A: Know the test: ETS has a free study companion for each Praxis test, which includes test objectives and sample questions. This should be the starting point for all teacher candidates to assess their knowledge, strengths, and weaknesses. Being fully informed will also ease emotional distress. Know the standards and objectives. Understand the types of questions and test features. Make use of all of the information that is provided.

Make a study plan: Consider your level of preparedness. Are you ready to take the test? Can you get ready with resources you have available? Do you need additional instruction through a prep course or a content course? Spread your studying out over time, as cramming is not wise.

Direct your preparation: Figure out way to fill in knowledge gaps and determine what test prep resources you will use. It could involve books, in-person workshops, or online classes. For example, PrepForward offers self-paced, online courses with expert instructor support for comprehensive preparation for your reading, writing, and math exams.

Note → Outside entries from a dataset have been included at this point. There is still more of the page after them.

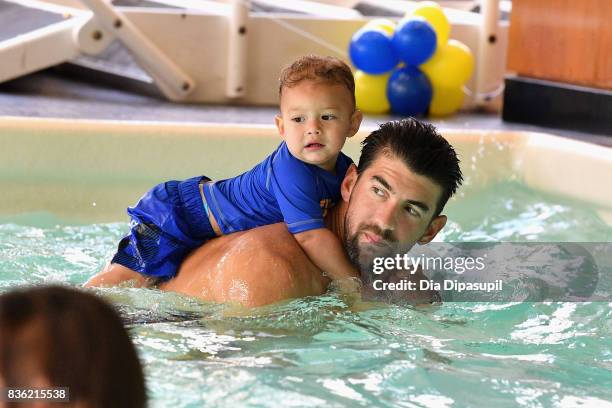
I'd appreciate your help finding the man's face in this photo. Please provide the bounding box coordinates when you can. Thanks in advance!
[342,154,446,278]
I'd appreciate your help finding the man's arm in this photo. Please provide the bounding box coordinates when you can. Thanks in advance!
[83,264,154,288]
[293,228,359,291]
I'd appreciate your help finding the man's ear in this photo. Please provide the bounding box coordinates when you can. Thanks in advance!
[348,109,363,137]
[417,215,447,245]
[274,115,285,139]
[340,163,358,203]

Assess your anxiety level: A measure of anxiety is to be expected and may even provide a boost while you’re testing and preparing. Don’t underestimate the gravity of the task ahead of you, but don’t let too much anxiety paralyze you. As you prepare, take time to think through the root cause of your anxiety. Do you lack confidence in your critical knowledge of the test objectives? Does the multiple-choice or the open response seem more foreboding? Identify your stressors, and set about to resolve them.

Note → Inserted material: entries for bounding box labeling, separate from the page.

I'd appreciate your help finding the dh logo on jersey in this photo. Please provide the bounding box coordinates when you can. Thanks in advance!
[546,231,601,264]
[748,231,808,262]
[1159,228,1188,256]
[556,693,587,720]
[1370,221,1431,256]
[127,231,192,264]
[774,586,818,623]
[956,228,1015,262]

Develop mental stamina: Teacher licensing exams require that you sustain mental focus on one task while sitting in one chair staring at one screen for up to five hours. When did you last sit for five hours, much less sit and focus on one demanding task?

Q. What’s the biggest mistake test-takers make when studying or taking the Praxis?

A: The biggest mistake test-takers make is not managing their time during the exam. Be time sensitive. Before your test, figure out how long you should be spending on each problem. Then, stick to it. During your preparations, check to see how well you are sticking to that timing.

Work on developing an inner awareness of the passage of time so that you can avoid frequently checking the clock to make sure you’re on track. However, you should have a few checkpoints for yourself.  For example, on the math section, you will have 90 minutes. Know what problem you should be on at 30 minutes and 60 minutes.

Q. Anything else you’d like to add about the test?

A: You need to stay sharp for the entire testing window and the best way to accomplish this is to be well rested. Give your brain a break and get a good night’s rest.